The confusion of the political with the Christian-religious principle has indeed become official doctrine. We want to make this confusion clear in a few words. Speaking only of Christianity as the recognised religion, you have in your state Catholics and Protestants. Both make equal claims on the state, just as they have equal duties to it. They both leave their religious differences out of account and demand equally that the state should be the realisation of political and juridical reason. But you want a Christian state. If your state is only Lutheran-Christian, then for the Catholic it becomes a church to which he does not belong, which he must reject as heretical, and whose innermost essence is contrary to him. It is just the same the other way round. If, however, you make the general spirit of Christianity the particular spirit of your state, you nevertheless decide on the basis of your Protestant views what the general spirit of Christianity is. You define what a Christian state is, although the recent period has taught you that some government officials are unable to draw the line between the religious and the secular, between state and church. In regard to this confusion of ideas, it was not censors but diplomats who had, not to decide, but to negotiate. Finally, you are adopting a heretical point of view when you reject definite dogma as non-essential. If you call your state a general Christian state, you are admitting with a diplomatic turn of phrase that it is un-Christian. Hence either forbid religion to be introduced at all into politics - but you don't want that, for you want to base the state not on free reason, but on faith, religion being for you the general sanction for what exists - or allow also the fanatical introduction of religion into politics. Let religion concern itself with politics in its own way, but you don't want that either. Religion has to support the secular authority, without the latter subordinating itself to religion. Once you introduce religion into politics, it is intolerable, indeed irreligious, arrogance to want to determine secularly how religion has to act in political matters. He who wants to ally himself with religion owing to religious feelings must concede it the decisive voice in all questions, or do you perhaps understand by religion the cult of your own unlimited authority and governmental wisdom?
There is yet another way in which the orthodox spirit of the new censorship instruction comes into conflict with the rationalism of the old censorship decree. The latter includes under the aim of the censorship also suppression of "what offends against morality and good manners". The instruction reproduces this passage as a quotation from Article II. Its commentary, however, while making additions as regards religion, contains omissions as regards morality. Offending against morality and good manners becomes violation of "propriety and manners and external decorum". One sees: morality as such, as the principle of a world that obeys its own laws, disappears, and in place of the essence external manifestations make their appearance, police respectability, conventional decorum. Honour to whom honour is due, we recognise true consistency here. The specifically Christian legislator cannot recognise morality as an independent sphere that is sacrosanct in itself, for he claims that its inner general essence belongs to religion.
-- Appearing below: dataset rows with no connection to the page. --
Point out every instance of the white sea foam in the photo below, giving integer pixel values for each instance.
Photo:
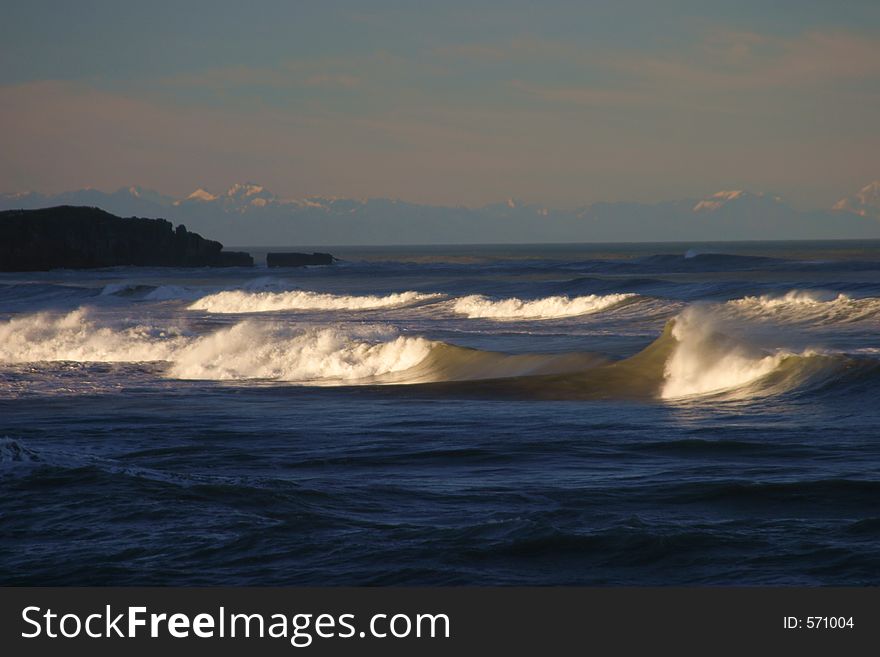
(807, 306)
(705, 361)
(75, 337)
(478, 306)
(239, 301)
(246, 350)
(255, 350)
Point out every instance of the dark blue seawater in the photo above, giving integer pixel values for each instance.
(688, 414)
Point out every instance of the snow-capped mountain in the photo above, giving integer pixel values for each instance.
(865, 202)
(734, 198)
(248, 214)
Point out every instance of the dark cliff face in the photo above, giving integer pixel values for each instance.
(81, 237)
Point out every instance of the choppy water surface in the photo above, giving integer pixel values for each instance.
(609, 414)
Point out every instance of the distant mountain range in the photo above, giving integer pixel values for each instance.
(249, 215)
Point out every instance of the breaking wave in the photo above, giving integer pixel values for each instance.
(706, 361)
(694, 357)
(238, 301)
(478, 306)
(246, 350)
(807, 306)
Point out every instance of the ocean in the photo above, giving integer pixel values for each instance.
(609, 414)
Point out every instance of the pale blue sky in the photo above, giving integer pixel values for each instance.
(561, 103)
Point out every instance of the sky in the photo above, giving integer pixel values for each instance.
(449, 103)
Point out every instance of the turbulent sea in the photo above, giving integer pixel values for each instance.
(654, 414)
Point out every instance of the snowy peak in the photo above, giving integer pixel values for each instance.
(865, 202)
(724, 198)
(200, 195)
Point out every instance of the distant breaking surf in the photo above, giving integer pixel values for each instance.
(238, 301)
(477, 306)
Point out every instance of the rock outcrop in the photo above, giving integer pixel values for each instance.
(77, 237)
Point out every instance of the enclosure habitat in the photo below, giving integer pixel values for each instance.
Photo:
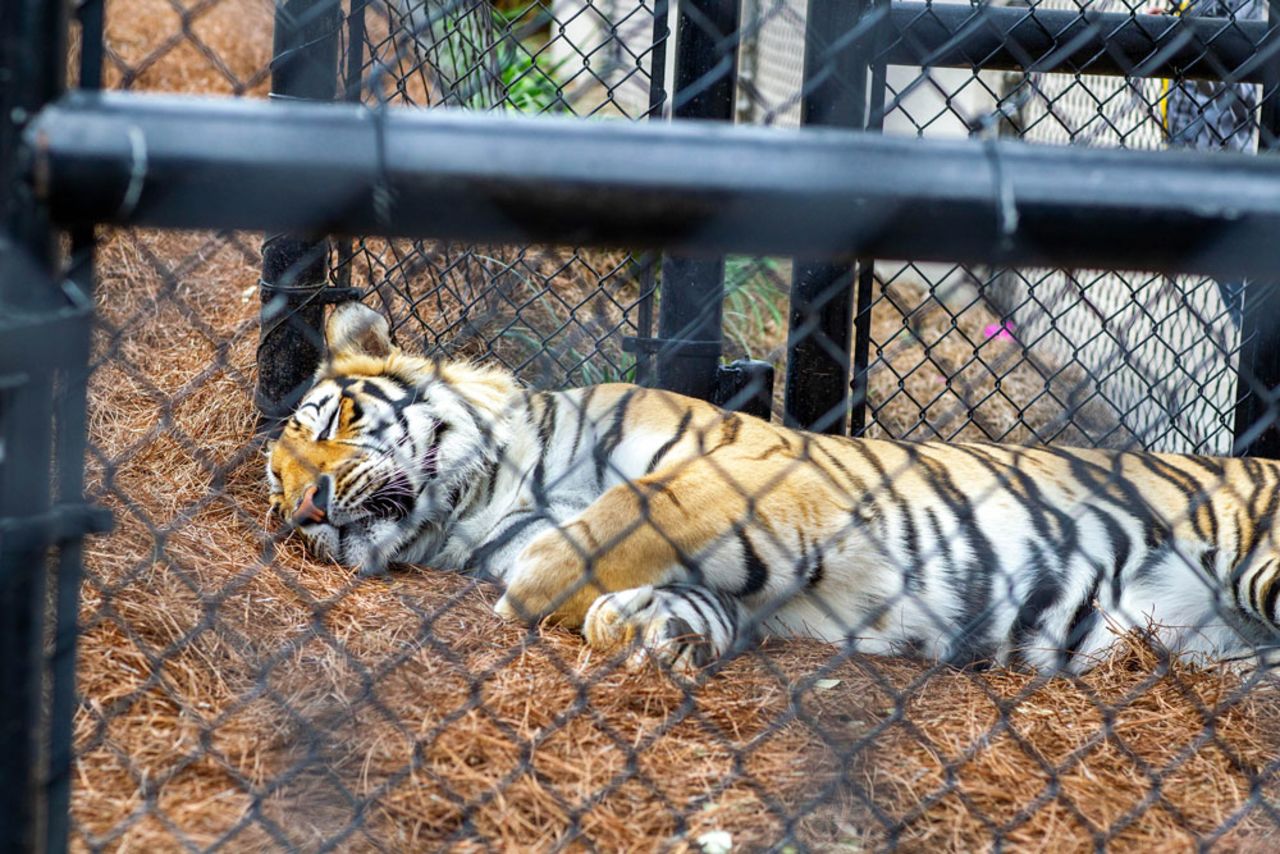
(234, 692)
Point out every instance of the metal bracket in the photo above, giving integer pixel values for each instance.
(745, 386)
(325, 296)
(670, 346)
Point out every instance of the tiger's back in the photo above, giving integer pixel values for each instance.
(965, 552)
(641, 515)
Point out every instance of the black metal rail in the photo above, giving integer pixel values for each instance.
(698, 187)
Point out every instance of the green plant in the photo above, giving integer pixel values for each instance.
(531, 83)
(754, 320)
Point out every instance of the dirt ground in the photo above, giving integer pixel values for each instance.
(238, 693)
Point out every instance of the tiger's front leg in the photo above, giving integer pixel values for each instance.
(681, 626)
(639, 534)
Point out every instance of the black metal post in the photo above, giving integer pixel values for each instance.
(1257, 392)
(822, 292)
(71, 416)
(691, 295)
(32, 73)
(648, 264)
(296, 266)
(865, 278)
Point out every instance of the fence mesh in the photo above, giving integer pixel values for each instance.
(238, 689)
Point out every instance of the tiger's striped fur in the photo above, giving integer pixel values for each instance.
(638, 514)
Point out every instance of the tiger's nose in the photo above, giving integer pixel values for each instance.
(312, 506)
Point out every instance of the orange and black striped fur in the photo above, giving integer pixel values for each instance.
(643, 515)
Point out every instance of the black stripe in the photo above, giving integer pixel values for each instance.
(1045, 593)
(757, 574)
(672, 442)
(612, 437)
(730, 428)
(725, 613)
(819, 566)
(583, 414)
(1269, 604)
(1084, 619)
(501, 539)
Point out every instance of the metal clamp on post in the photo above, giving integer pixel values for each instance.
(324, 296)
(745, 386)
(670, 346)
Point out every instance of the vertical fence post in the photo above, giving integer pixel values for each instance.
(32, 73)
(1257, 393)
(867, 268)
(691, 295)
(822, 292)
(296, 266)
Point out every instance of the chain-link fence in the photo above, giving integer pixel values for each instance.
(757, 636)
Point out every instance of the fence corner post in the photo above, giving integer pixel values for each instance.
(296, 266)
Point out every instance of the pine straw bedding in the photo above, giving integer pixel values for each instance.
(238, 692)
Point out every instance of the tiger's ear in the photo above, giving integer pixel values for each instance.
(355, 329)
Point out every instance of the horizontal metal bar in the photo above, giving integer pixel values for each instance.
(1065, 40)
(690, 187)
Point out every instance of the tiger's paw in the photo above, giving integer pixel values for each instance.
(659, 625)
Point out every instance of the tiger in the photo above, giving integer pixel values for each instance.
(666, 529)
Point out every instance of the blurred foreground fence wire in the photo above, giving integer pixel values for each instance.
(1046, 223)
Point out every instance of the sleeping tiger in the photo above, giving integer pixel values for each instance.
(663, 525)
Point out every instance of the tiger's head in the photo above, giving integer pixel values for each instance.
(384, 446)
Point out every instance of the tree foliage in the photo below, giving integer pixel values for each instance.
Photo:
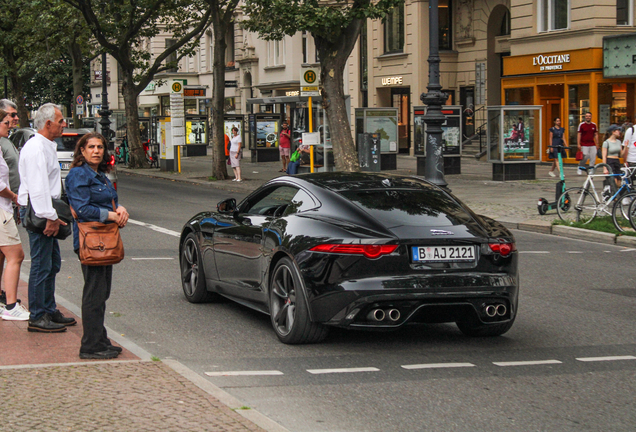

Independent morality offends against the general principles of religion, but the particular concepts of religion conflict with morality. Morality recognises only its own universal and rational religion, and religion recognises only its particular positive morality. Hence, according to this instruction, the censorship must reject the intellectual heroes of morality, such as Kant, Fichte and Spinoza, as irreligious, as violating propriety, manners, and external decorum. All these moralists start out from a contradiction in principle between morality and religion, for morality is based on the autonomy of the human mind, religion on its heteronomy. Let us turn from these undesirable innovations of the censorshipon the one hand, the weakening of its moral conscience, on the other hand, the rigorous heightening of its religious conscienceto what is more welcome, the concessions.
* * *
[. . . .] Thus the instruction wants to protect religion, but it violates the most general principle of all religions, the sanctity and inviolability of the subjective frame of mind. It makes the censor instead of God the judge of the heart. Thus it prohibits offensive utterances and defamatory judgments on individuals, but it exposes you every day to the defamatory and offensive judgment of the censor. [. . . .]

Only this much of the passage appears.